My time in Yes, Your Grace is spent in one of two ways: sighing inwardly or secretly wanting to chop off people's heads. The kingdom management game is in beta until mid-week, and it takes you through the stressful yet enjoyable opening hour of the game. As the ruler of a struggling kingdom, I'm confronted with a cavalcade of choices put to me by peasants and noblemen and visiting royalty and family members who never stop asking for things. Heavy is the head that wears the crown, and after an hour of play I've decided it would lighten my load if I could just execute everyone.
I can't, which is why I spend so much time sighing.
As each new week begins, I plop my royal butt on the throne and cast a weary eye at the line of people waiting to see me. There's almost always a crowd. I call them up, one by one, to find out what they need and then decide if I want to give it to them, knowing full well that I'm going to fail to make everyone happy. In fact, I barely make anyone happy, least of all myself.
Every choice feels like a tough one. If the first person in line is a peasant asking for gold to rebuild his hovel, I'm apt not to give it to him because the next person in line might have a better reason for needing the gold. I'd like to be more generous but I'm not exactly swimming in riches—despite my expansive castle, I feel like I'm always a week away from financial ruin. 12 gold doesn't sound like a lot to hand out until you see you only have about 30 in your ledger and the line of outstretched hands is a long one.
I can't just give away all my money: part of my castle has collapsed and needs to be repaired, and I've got a wedding to plan and pay for, and there's an enemy army approaching, and I want to always have something in the bank for emergencies since I have no idea what issues might crop up from week to week. And gold isn't the only thing people want. Sometimes they want supplies, which I also only have a dwindling stock of, and other times they need assistance from my army's general—raiders may have attacked a town, a child may have gone missing, or an area on the overworld map may need investigating.
Sending my general out to help the first person who asks for one feels dangerous—what if someone else in line has a much more compelling or urgent reason? If I've already committed a general to one task, I can't use him again until the following week. And worse, if I hold the general back from someone and it turns out no one else asks for him that week, I wind up feeling like a real dick for not helping someone in need. Sigh.
And that's just dealing with the royal subjects! Once I've dispensed with the line of whiners and beggars, I also have a family (sigh!) to deal with before I can end the week and move on to the next. I have three daughters who don't get along and need constant tending to, forcing me to leave my throne and walk around the castle to find and sooth them or one might get so angry she smears shit on another's pillow (this happened).

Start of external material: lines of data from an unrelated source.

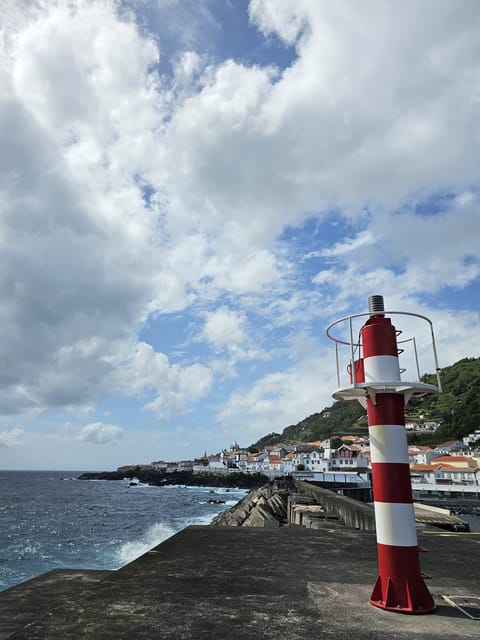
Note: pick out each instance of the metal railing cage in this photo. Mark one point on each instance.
(352, 389)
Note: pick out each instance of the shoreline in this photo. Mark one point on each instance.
(183, 478)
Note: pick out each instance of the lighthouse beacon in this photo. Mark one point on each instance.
(373, 378)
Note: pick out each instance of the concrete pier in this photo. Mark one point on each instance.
(245, 583)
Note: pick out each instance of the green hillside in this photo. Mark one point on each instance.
(457, 410)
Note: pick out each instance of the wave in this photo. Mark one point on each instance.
(153, 536)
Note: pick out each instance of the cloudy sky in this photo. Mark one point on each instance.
(192, 190)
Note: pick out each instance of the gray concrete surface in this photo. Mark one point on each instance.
(241, 583)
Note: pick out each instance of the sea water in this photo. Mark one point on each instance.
(51, 520)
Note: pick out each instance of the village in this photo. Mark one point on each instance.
(451, 465)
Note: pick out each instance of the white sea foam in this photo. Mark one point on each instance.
(154, 535)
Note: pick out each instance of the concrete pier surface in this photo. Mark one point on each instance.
(245, 583)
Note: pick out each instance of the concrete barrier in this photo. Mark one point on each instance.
(353, 514)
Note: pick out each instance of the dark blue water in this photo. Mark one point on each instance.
(50, 520)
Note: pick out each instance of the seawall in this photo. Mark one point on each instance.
(246, 583)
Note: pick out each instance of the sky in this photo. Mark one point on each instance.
(191, 191)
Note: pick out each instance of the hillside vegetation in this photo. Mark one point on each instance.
(457, 410)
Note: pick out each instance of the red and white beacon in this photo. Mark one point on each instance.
(375, 381)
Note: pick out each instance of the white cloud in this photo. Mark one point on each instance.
(224, 328)
(100, 433)
(125, 195)
(11, 437)
(174, 387)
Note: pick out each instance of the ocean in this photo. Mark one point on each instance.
(51, 520)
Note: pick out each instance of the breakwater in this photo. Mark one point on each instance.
(307, 505)
(297, 503)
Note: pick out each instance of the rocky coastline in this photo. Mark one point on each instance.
(183, 478)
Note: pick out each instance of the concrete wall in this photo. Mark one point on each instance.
(353, 514)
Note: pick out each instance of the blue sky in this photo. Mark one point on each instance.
(190, 192)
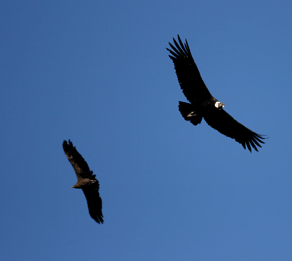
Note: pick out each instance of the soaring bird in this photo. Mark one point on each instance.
(86, 181)
(202, 103)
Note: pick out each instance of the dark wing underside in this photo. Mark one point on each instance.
(225, 124)
(94, 201)
(79, 164)
(187, 72)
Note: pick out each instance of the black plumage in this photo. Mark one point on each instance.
(86, 181)
(202, 103)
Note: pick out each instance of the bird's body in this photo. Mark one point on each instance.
(202, 103)
(86, 181)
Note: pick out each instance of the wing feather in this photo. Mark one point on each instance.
(77, 161)
(187, 72)
(221, 121)
(94, 201)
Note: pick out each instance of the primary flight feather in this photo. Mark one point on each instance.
(202, 103)
(86, 181)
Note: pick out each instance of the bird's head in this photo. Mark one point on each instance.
(219, 105)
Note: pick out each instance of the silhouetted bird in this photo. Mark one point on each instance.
(86, 181)
(202, 103)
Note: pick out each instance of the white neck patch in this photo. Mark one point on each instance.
(217, 104)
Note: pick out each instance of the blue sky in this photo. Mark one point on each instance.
(98, 73)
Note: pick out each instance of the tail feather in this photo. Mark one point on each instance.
(186, 110)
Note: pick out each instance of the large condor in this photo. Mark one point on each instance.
(86, 181)
(202, 103)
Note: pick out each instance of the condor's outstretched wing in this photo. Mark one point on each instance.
(221, 121)
(86, 181)
(78, 163)
(94, 201)
(187, 72)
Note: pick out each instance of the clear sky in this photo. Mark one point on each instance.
(98, 73)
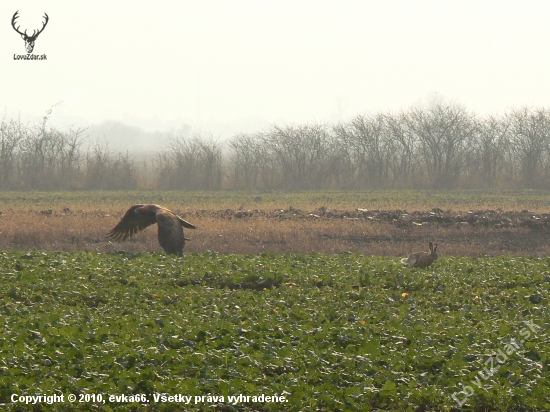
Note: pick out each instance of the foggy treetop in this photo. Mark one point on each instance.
(442, 147)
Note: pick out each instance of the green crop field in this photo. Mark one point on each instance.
(287, 332)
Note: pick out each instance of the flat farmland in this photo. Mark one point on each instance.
(282, 302)
(382, 223)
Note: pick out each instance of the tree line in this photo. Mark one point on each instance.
(443, 146)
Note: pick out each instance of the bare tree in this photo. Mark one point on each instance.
(442, 132)
(530, 138)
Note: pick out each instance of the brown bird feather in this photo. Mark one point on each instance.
(170, 226)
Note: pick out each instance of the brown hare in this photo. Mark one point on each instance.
(421, 259)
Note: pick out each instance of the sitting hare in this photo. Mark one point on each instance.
(421, 259)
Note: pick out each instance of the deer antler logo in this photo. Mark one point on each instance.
(29, 40)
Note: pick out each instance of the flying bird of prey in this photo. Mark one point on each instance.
(170, 226)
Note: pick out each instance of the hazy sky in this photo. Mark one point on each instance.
(233, 66)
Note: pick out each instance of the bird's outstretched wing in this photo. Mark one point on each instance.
(131, 223)
(170, 233)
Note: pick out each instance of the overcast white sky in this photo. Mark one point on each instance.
(240, 65)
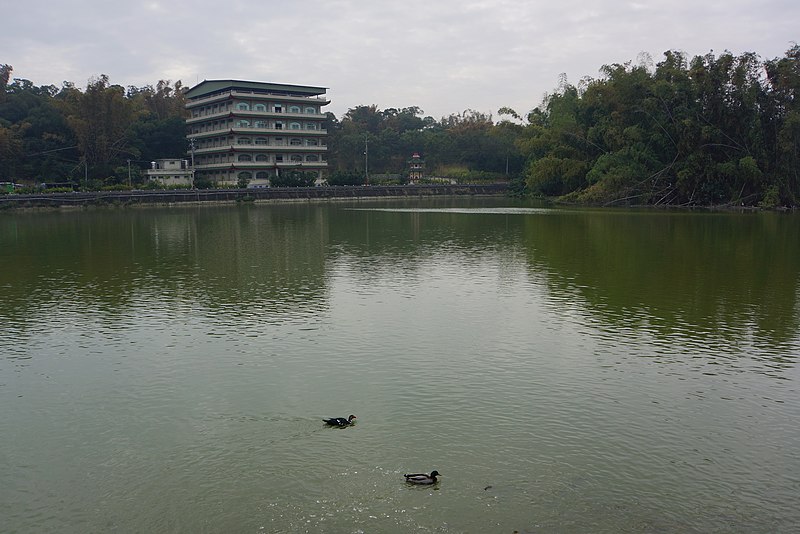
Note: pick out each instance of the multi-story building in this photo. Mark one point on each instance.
(250, 132)
(170, 172)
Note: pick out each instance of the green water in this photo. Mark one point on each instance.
(166, 370)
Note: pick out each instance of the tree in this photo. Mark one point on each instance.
(101, 118)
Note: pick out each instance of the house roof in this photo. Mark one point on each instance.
(208, 87)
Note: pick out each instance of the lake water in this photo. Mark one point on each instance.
(167, 370)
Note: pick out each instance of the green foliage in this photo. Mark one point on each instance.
(708, 131)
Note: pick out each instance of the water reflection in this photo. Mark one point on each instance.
(726, 284)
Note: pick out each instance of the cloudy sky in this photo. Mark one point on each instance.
(444, 56)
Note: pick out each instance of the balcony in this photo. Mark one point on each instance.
(322, 100)
(259, 148)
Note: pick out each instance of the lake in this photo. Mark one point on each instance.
(565, 370)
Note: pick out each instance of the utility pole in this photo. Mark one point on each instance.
(366, 159)
(191, 145)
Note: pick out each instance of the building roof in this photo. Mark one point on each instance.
(208, 87)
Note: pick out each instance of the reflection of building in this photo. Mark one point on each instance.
(170, 172)
(416, 168)
(252, 131)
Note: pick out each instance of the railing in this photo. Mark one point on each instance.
(252, 94)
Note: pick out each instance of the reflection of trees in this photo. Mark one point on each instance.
(729, 276)
(234, 257)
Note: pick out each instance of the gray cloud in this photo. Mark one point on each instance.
(443, 56)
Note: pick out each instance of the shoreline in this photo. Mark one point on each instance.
(271, 194)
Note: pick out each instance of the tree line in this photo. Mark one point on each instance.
(710, 130)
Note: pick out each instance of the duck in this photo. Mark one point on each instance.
(340, 421)
(422, 478)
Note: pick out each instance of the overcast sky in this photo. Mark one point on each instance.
(444, 56)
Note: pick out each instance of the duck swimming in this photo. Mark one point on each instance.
(340, 421)
(422, 478)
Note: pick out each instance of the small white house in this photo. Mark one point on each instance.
(171, 172)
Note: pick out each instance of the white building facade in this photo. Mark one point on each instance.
(242, 131)
(170, 172)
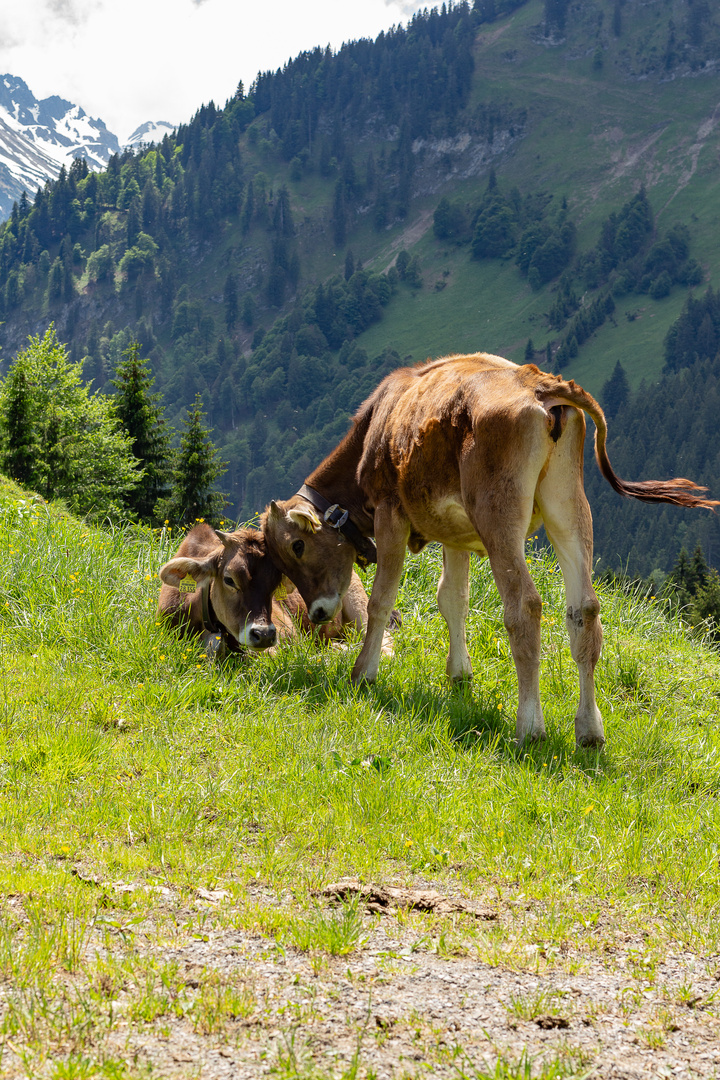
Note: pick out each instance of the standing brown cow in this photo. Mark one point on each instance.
(476, 453)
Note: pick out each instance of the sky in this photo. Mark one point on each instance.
(130, 61)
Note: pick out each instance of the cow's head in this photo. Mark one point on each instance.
(313, 554)
(241, 578)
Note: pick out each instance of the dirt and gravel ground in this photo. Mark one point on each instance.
(404, 1006)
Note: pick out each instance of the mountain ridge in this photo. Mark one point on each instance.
(38, 137)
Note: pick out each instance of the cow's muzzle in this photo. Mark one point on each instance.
(259, 636)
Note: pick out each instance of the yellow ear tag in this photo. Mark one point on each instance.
(188, 584)
(284, 589)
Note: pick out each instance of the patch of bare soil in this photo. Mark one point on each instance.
(403, 1006)
(409, 235)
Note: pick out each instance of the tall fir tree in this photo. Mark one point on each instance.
(18, 442)
(195, 468)
(140, 414)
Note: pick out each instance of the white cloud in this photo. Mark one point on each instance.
(161, 59)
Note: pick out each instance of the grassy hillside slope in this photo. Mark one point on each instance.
(165, 825)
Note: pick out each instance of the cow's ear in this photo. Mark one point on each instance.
(304, 517)
(181, 567)
(284, 589)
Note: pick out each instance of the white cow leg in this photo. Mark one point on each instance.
(452, 599)
(522, 611)
(392, 531)
(571, 535)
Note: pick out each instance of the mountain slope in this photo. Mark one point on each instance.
(39, 137)
(231, 250)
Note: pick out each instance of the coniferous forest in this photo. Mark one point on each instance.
(416, 194)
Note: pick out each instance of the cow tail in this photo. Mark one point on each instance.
(680, 491)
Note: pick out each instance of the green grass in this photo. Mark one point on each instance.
(133, 773)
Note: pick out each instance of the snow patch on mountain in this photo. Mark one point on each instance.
(39, 137)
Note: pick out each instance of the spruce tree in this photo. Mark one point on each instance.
(615, 392)
(195, 467)
(18, 450)
(141, 416)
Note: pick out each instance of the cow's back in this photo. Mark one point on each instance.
(419, 420)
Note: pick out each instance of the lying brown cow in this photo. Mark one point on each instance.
(477, 454)
(220, 586)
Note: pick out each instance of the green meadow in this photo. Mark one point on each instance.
(150, 799)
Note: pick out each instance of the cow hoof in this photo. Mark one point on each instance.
(591, 742)
(361, 678)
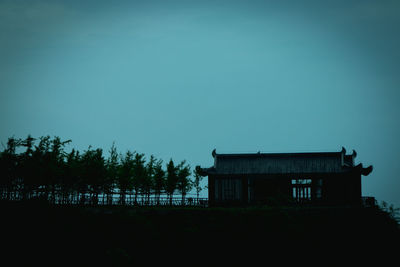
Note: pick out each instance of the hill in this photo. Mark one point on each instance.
(36, 233)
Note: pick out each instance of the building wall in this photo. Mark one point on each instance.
(331, 189)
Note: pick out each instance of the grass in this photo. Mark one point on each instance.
(38, 233)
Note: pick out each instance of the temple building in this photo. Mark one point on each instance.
(326, 178)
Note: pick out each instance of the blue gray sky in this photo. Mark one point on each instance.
(180, 78)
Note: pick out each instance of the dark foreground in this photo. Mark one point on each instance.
(35, 234)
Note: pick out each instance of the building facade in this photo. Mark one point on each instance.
(328, 178)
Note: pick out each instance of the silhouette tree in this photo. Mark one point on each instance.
(27, 168)
(159, 180)
(197, 183)
(9, 167)
(171, 181)
(139, 174)
(124, 178)
(112, 167)
(94, 172)
(148, 181)
(184, 184)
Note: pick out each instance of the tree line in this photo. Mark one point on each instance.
(40, 168)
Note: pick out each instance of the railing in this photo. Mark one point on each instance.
(368, 202)
(114, 199)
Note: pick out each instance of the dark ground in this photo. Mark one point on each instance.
(35, 234)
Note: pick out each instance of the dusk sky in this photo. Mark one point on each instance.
(180, 78)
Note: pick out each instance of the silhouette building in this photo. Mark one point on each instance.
(328, 178)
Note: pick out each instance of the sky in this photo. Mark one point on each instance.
(177, 79)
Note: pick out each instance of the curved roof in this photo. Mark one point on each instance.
(284, 163)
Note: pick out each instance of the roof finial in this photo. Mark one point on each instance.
(214, 153)
(354, 153)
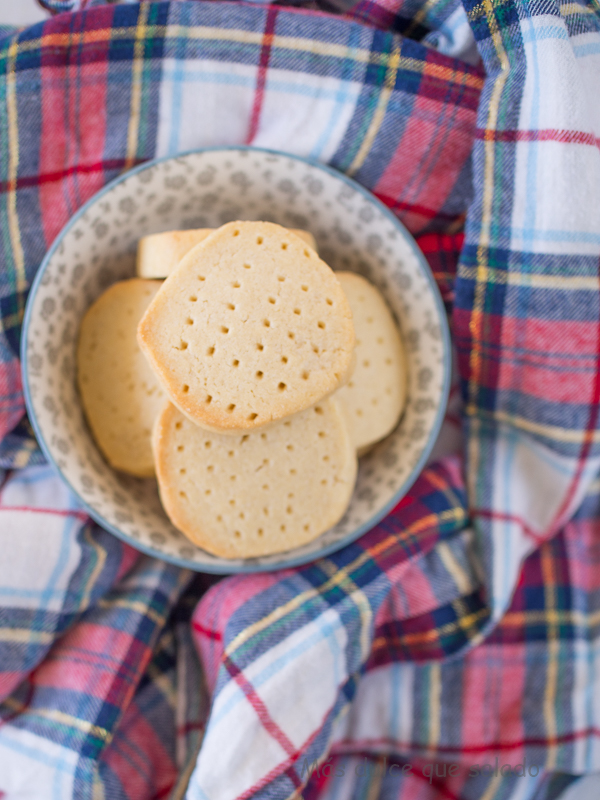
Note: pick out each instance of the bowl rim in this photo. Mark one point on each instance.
(246, 566)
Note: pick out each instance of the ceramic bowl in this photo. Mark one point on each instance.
(204, 189)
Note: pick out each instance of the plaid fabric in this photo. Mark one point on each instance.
(463, 628)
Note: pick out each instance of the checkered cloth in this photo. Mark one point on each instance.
(453, 651)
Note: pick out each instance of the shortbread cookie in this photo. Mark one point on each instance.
(120, 393)
(250, 328)
(374, 397)
(159, 254)
(260, 492)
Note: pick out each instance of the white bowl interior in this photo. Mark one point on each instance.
(206, 189)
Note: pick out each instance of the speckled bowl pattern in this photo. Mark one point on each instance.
(201, 190)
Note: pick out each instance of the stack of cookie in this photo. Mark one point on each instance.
(247, 369)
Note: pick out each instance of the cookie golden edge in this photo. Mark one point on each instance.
(127, 467)
(159, 253)
(223, 422)
(202, 539)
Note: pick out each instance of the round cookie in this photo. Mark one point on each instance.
(121, 395)
(159, 253)
(256, 493)
(374, 397)
(250, 328)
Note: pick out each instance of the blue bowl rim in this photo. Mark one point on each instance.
(246, 566)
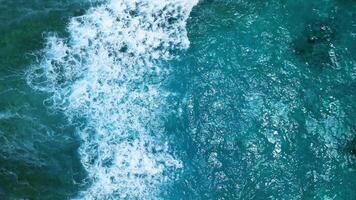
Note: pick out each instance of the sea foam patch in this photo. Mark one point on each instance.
(107, 76)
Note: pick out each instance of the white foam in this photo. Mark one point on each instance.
(107, 74)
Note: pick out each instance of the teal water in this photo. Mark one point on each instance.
(262, 105)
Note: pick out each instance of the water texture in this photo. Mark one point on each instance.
(178, 99)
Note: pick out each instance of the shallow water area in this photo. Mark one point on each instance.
(221, 99)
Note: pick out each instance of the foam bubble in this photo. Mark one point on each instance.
(107, 75)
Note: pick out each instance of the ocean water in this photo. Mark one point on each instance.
(177, 99)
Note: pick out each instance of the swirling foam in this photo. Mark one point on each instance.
(107, 75)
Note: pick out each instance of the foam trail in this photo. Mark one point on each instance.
(107, 76)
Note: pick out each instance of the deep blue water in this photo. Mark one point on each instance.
(109, 100)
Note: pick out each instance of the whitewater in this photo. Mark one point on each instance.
(106, 77)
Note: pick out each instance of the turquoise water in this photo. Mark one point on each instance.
(261, 105)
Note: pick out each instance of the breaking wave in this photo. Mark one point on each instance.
(106, 77)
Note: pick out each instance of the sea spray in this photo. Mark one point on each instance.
(106, 77)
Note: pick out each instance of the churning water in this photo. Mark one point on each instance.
(177, 99)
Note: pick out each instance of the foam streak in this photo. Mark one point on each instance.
(107, 75)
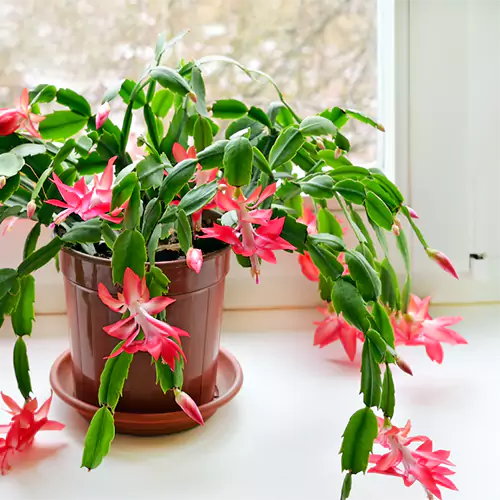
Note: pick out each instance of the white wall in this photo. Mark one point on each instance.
(452, 131)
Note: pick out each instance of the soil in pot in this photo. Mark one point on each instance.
(198, 310)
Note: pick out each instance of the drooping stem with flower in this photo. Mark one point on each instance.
(257, 180)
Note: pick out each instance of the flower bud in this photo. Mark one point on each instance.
(30, 209)
(102, 115)
(412, 213)
(188, 406)
(194, 259)
(442, 261)
(403, 365)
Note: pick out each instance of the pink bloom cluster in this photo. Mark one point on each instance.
(14, 119)
(417, 327)
(160, 338)
(334, 327)
(23, 427)
(427, 466)
(414, 328)
(88, 202)
(244, 238)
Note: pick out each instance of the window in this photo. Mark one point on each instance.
(322, 53)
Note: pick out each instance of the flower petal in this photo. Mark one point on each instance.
(156, 304)
(114, 304)
(132, 286)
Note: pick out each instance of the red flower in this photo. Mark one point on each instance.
(334, 327)
(188, 406)
(23, 427)
(423, 464)
(13, 119)
(254, 243)
(8, 227)
(88, 202)
(245, 239)
(30, 209)
(160, 338)
(417, 327)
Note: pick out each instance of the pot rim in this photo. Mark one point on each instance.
(104, 261)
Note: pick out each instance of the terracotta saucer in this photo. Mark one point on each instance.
(229, 381)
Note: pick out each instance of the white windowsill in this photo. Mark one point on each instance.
(279, 438)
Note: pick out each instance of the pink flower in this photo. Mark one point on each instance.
(133, 149)
(417, 327)
(102, 115)
(14, 119)
(201, 177)
(160, 338)
(247, 241)
(25, 423)
(308, 268)
(188, 406)
(334, 327)
(254, 243)
(88, 202)
(442, 261)
(30, 209)
(194, 259)
(309, 219)
(423, 464)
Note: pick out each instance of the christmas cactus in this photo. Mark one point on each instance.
(272, 178)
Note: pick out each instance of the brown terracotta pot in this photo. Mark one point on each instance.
(198, 310)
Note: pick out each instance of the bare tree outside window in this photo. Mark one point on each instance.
(321, 52)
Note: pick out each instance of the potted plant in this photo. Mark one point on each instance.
(143, 244)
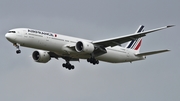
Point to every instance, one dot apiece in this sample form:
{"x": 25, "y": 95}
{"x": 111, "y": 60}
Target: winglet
{"x": 170, "y": 26}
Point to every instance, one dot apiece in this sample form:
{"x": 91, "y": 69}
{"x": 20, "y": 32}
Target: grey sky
{"x": 155, "y": 79}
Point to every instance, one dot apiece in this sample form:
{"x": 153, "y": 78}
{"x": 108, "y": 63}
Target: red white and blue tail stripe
{"x": 135, "y": 44}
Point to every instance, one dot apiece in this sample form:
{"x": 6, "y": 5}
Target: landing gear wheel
{"x": 68, "y": 66}
{"x": 18, "y": 51}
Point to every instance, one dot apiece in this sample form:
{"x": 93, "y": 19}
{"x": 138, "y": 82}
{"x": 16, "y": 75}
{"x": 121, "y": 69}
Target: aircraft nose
{"x": 9, "y": 36}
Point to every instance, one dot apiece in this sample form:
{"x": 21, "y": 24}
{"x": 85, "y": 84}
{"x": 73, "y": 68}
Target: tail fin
{"x": 136, "y": 43}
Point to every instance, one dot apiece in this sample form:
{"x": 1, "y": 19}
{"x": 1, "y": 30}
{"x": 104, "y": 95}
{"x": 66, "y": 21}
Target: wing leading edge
{"x": 123, "y": 39}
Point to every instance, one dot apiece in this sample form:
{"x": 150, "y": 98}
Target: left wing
{"x": 123, "y": 39}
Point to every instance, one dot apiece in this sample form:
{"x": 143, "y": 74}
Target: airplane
{"x": 51, "y": 45}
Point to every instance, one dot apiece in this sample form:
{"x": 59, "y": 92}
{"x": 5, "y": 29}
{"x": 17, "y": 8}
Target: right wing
{"x": 123, "y": 39}
{"x": 151, "y": 53}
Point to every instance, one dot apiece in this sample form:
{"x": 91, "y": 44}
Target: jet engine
{"x": 85, "y": 47}
{"x": 41, "y": 56}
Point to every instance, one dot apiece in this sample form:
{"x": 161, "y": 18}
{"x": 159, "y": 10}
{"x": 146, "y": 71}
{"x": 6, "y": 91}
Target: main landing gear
{"x": 18, "y": 51}
{"x": 67, "y": 65}
{"x": 93, "y": 60}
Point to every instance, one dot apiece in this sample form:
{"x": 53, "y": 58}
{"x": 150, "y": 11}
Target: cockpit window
{"x": 12, "y": 32}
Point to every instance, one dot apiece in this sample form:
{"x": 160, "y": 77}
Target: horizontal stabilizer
{"x": 151, "y": 53}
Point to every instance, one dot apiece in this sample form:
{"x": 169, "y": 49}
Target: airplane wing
{"x": 151, "y": 53}
{"x": 123, "y": 39}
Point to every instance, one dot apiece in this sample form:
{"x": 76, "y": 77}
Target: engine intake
{"x": 41, "y": 56}
{"x": 85, "y": 47}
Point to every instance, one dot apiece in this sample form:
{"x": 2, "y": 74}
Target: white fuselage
{"x": 59, "y": 44}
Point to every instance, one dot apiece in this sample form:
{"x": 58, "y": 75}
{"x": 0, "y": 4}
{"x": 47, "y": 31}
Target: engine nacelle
{"x": 41, "y": 56}
{"x": 85, "y": 47}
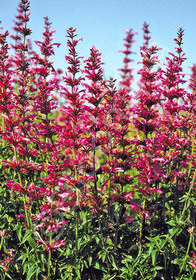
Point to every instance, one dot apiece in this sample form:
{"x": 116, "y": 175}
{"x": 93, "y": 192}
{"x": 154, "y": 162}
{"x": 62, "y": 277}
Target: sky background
{"x": 103, "y": 23}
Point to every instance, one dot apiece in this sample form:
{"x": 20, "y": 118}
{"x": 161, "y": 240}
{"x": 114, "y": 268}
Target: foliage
{"x": 96, "y": 186}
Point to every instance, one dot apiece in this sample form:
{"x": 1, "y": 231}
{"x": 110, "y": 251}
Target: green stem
{"x": 186, "y": 256}
{"x": 187, "y": 197}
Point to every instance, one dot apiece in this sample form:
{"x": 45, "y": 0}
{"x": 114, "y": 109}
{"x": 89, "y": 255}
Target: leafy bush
{"x": 95, "y": 184}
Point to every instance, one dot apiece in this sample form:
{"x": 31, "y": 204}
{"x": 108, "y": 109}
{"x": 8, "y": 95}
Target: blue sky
{"x": 103, "y": 22}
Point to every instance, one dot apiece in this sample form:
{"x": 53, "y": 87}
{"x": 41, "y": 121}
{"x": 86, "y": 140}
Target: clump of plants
{"x": 97, "y": 179}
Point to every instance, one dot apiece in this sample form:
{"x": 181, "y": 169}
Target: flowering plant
{"x": 95, "y": 184}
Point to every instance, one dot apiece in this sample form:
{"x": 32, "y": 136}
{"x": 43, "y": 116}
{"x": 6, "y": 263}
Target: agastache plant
{"x": 127, "y": 76}
{"x": 95, "y": 186}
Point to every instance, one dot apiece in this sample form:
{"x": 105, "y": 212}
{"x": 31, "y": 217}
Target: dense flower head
{"x": 127, "y": 76}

One daughter is understandably unhappy because I'm marrying her off to a prince in order to forge an alliance with another king who will provide the soldiers I desperately need to defend my kingdom from invaders. That king, by the way, is a complete asshole and spends all his time in rooting around in my library while questioning my parenting choices. He's number one on my fantasy execution list, if you were wondering.
Even the queen, who seems at first to be reasonable and helpful, eventually stabs me in the back (figuratively) by insisting on a big huge puffy wedding dress for our daughter that costs more gold than I have in the treasury. Despite her insistence I go with the mid-range dress, though even that hurts—it's 40 gold, and I've already taken out a massive loan from a banker I don't really trust. How am I ever going to pay that back? Sigh.
As annoying and needy as everyone is, and despite my constant fantasies about cutting off just about everybody's heads, the writing in Yes, Your Grace is good enough that I do manage to feel some connection to its characters. After my sullen daughter hides herself away for a couple of weeks, we eventually talk about her impending arranged marriage to a stranger that I'm forcing upon her simply because it will add a few thousand swords to my army. And she tells me she understands and that she loves me, which is a huge relief after spending an hour of the game feeling like she rightfully hates my guts. Ahh. A good sigh! A sigh of contentment, at last.
That good feeling doesn't last long, though, as the wedding—as it often does in fantasy kingdoms—doesn't quite go as planned. So I'm back to bad sighs and fantasies of putting people under the axe.
There's a lot going on in just the first hour of Yes, Your Grace, and it already feels like something I could play two or three more times just because I'd like to see how my choices might play out differently. The full game isn't due until early next year and I'm excited where its story leads. Hopefully, it'll include at least a few executions.